English (above), who helped Tom Mulally's team to the county's first All-Ireland U-21 'B' title in 2008, replaced Waterford's Paul Flynn in the hot seat at the start of this year and didn't know exactly what to expect.
"You have to believe in your players. Over the last month I had seen them develop. I had seen them stand out in club games," he said.
There are just eight hurling clubs in Carlow, all of who ply their trade in Kilkenny. In the interest of numbers, the county U-21 and senior panels train together and six of English's squad are regularly involved with Tom Meyler's senior side.
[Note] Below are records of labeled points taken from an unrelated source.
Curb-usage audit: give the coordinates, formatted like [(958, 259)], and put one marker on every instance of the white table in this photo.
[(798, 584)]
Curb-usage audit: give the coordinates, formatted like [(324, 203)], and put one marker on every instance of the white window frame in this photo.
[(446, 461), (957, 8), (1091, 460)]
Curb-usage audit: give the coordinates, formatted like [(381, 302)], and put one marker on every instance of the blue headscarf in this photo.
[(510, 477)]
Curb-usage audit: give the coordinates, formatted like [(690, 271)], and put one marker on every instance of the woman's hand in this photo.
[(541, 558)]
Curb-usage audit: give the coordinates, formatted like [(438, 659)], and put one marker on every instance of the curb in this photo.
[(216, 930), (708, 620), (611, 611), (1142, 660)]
"We had no fear going into the game and got a break with the late goal," said English. "Now it's about the next day. People can get carried away in Carlow but the players won't. It has people talking about hurling, though, which is great."
Carlow will welcome Wexford to Dr Cullen Park on Wednesday week as they bid for their first provincial title in the grade.
English's Wexford connections are strong. His late father Jim, a Rathnure native, captained the Slaneysiders to the Liam MacCarthy Cup in 1956 and picked up two more winner's medals before serving as chairman of the Carlow County Board after work took him to Bagenalstown.
"There'll be no divided loyalties – I've been in Carlow all my life," English smiled. "We're expecting a much tougher test, I'd imagine they'll be more physical but we'll work hard again and see where that brings us."